Q1: The Relational Model
Q1(a): Write down the relations that directly map the dataset file into a mega table/relation.
REGION (CityId [TEXT], CityCode[TEXT], City [TEXT], Province[TEXT], Total_tickets[INTEGER] )
TIME(TimeId[INTEGER], day [INTEGER], month[INTEGER], year[INTEGER], ddmmyy[TEXT] )
LOG (LogId [INTEGER] , TimeId[INTEGER] , WinnerNum[INTEGER], FirstPrice[INTEGER], CityId [TEXT] )
Q1(b): List the minimal set of Functional Dependencies (FDs) and provide an explanation.
CityId -> CityCode
CityId -> City
CityId -> Province
CityId -> Total_tickets
TimeId is a unique identifier assigned to each day in time
TimeId -> day
TimeId -> month
TimeId -> year
TimeId -> ddmmyy
LogId is the column number of csv
LogId -> TimeID
LogId -> WinnerNum
LogId -> FirstPrice
LogId -> CityId
Q1©: List all potential candidate keys with justification
Because a candidate key contains no redundant attributes, I chose the following attribute as the candidate key:
CityId
CityCode
City
TimeId
Ddmmyy
LogId
Q1(d): Identify a suitable primary key, and justify your decision
CityId
TimeId
LogId
I consider following factors to choose primary key:
- Uniqueness: The primary key should have a unique value for each record in the table.

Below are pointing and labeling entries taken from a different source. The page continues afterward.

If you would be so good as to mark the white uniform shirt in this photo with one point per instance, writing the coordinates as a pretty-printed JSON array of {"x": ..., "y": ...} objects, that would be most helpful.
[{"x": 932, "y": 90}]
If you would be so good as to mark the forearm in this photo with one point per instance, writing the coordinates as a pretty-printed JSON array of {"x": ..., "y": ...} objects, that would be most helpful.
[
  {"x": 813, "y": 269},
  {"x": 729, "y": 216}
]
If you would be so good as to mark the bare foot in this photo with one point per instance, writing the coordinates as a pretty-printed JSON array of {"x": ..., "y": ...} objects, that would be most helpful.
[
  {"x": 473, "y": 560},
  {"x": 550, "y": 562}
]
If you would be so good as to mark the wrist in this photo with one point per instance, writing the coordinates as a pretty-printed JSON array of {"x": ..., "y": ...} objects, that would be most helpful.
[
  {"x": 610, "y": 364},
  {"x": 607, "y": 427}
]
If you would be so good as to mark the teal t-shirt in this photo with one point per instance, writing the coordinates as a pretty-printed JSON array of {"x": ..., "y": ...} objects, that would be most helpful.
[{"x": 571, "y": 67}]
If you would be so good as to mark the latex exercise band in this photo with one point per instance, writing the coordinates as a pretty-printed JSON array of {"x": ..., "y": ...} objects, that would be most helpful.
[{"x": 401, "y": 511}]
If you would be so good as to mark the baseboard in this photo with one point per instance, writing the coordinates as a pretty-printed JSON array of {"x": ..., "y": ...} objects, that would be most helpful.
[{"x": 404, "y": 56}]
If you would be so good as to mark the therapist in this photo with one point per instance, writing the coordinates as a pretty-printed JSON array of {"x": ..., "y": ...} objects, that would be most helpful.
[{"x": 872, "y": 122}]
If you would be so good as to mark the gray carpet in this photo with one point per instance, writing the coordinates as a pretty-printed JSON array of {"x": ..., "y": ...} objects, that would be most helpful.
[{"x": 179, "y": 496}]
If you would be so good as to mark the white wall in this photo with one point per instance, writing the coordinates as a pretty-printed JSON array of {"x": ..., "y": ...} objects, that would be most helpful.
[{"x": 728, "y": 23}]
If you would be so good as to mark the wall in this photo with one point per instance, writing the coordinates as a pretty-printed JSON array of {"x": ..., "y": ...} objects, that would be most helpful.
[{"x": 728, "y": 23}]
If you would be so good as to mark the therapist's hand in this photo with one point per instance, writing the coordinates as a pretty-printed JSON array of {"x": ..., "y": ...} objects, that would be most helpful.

- Simplicity: A primary key should be simple and easy to understand. The use of complex data types or combinations of fields may make it difficult to manage tables.
- Stability: The primary key should be stable, meaning that it should not change frequently. Changing the primary key of a table may create issues with table relationships or referencing.
- Non-nullability: A primary key must have a value for each record in the table. It cannot have null values.
Q2: Normalization
In this exercise, you will decompose the mega relation into a set of normalized schemas and explain the role of each schema in the database.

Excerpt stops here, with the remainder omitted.